Takko Announces the Successful Pricing of €510 million Senior Secured Notes Due 2023


[Not for distribution in Canada, Australia or Japan]

Takko Announces the Successful Pricing of €510 million Senior Secured Notes Due 2023

Telgte, October, 26, 2017

The Takko Group (“the Group”), announced today that one of its affiliated companies, Takko Luxembourg 2 S.C.A, has completed the pricing of €510 million aggregate principal amount of senior secured notes due 2023 (the Notes), comprised of:

€285 million aggregate principal amount of 5.375% Senior Secured Fixed Rate Notes due 2023; and

€225 million aggregate principal amount of Senior Secured Floating Rate Notes due 2023 bearing interest at a rate of three-month EURIBOR (0% floor) plus 537.5 bps, reset quarterly.

The offering is expected to close on November 9, 2017. The net proceeds of the notes offering will be used, together with cash on hand, to redeem the Group’s existing senior secured notes in full and to pay certain fees and expenses related to the transaction.

For more information, please contact:

Takko Fashion
Alfred-Krupp-Str 21
48291 Telgte

Michael Huck (Manager Corporate Finance/ Investor Relations)

E-mail : investor.relations@takko.de


The notes are being offered in a private placement, and there will be no public offering of the notes. The notes will be offered and sold only to qualified institutional buyers in accordance with Rule 144A under the U.S. Securities Act of 1933, as amended (the "Securities Act") and to non-U.S. persons outside the United States in accordance with Regulation S under the Securities Act. No assurance can be given that the offering will be completed or, if completed, as to the terms on which it will be completed. This announcement is for informational purposes only and does not constitute or form a part of any offer or solicitation to purchase or subscribe for securities in the United States or in any jurisdiction in which, or to any person to whom, such offer or solicitation would be unlawful. The notes have not been, and will not be, registered under the Securities Act. The notes may not be offered or sold in the United States absent registration or an applicable exemption from the registration requirements of the Securities Act.

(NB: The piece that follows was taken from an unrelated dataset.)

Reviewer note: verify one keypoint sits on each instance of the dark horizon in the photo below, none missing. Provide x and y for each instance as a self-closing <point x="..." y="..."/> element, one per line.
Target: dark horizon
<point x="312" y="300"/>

This announcement is being distributed in the United Kingdom only to, and is directed at (a) persons who have professional experience in matters relating to investments who fall within Article 19(1) of the Financial Services and Markets Act 2000 (Financial Promotion) Order 2005 (the “Order”) or (b) high net worth entities, and other persons to whom it may otherwise lawfully be communicated, falling within Article 49(1) of the Order (all such persons together being referred to as “relevant persons”). The investments to which this announcement relates are available only to, and any invitation, offer or agreement to subscribe, purchase or otherwise acquire such investments will be available only to or will be engaged in only with, relevant persons.

This announcement does not constitute and shall not, in any circumstances, constitute a public offering nor an invitation to the public in connection with any offer within the meaning of the Directive 2003/71/EC (the “Prospectus Directive”), as implemented in Member States of the European Economic Area, and, once fully effective, under Regulation (EU) 2017/1129 (the “Prospectus Regulation”). The offer and sale of the notes will be made pursuant to an exemption under the Prospectus Directive and, once fully effective, under the Prospectus Regulation, from the requirement to produce a prospectus for offers of securities.

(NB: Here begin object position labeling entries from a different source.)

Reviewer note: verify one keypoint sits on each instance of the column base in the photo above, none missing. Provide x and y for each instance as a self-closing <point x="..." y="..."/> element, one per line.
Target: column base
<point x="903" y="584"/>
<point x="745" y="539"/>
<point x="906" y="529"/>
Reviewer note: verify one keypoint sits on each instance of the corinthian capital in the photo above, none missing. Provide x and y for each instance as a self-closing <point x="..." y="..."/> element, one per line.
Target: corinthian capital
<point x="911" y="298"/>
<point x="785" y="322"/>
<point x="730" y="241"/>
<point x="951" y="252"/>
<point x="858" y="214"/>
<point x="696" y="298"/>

Neither the content of the Group’s website nor any website accessible by hyperlinks on the Group’s website is incorporated in, or forms part of, this announcement. The distribution of this announcement into certain jurisdictions may be restricted by law. Persons into whose possession this announcement comes should inform themselves about and observe any such restrictions. Any failure to comply with these restrictions may constitute a violation of the securities laws of any such jurisdiction.


This press release may include forward-looking statements. These forward-looking statements can be identified by the use of forward-looking terminology, including the terms “believes”, “estimates”, “anticipates”, “expects”, “intends”, “may”, “will” or “should” or, in each case, their negative, or other variations or comparable terminology. These forward-looking statements include all matters that are not historical facts and include statements regarding the Group’s intentions, beliefs or current expectations concerning, among other things, the Group’s results of operations, financial condition, liquidity, prospects, growth, strategies and the industries in which it operates. By their nature, forward-looking statements involve risks and uncertainties because they relate to events and depend on circumstances that may or may not occur in the future. Readers are cautioned that forward-looking statements are not guarantees of future performance and that the Group’s actual results of operations, financial condition and liquidity, and the development of the industries in which they operate may differ materially from those made in or suggested by the forward-looking statements contained in this press release. In addition, even if the Group’s results of operations, financial condition and liquidity, and the development of the industries in which they operate are consistent with the forward-looking statements contained in this press release, those results or developments may not be indicative of results or developments in subsequent periods.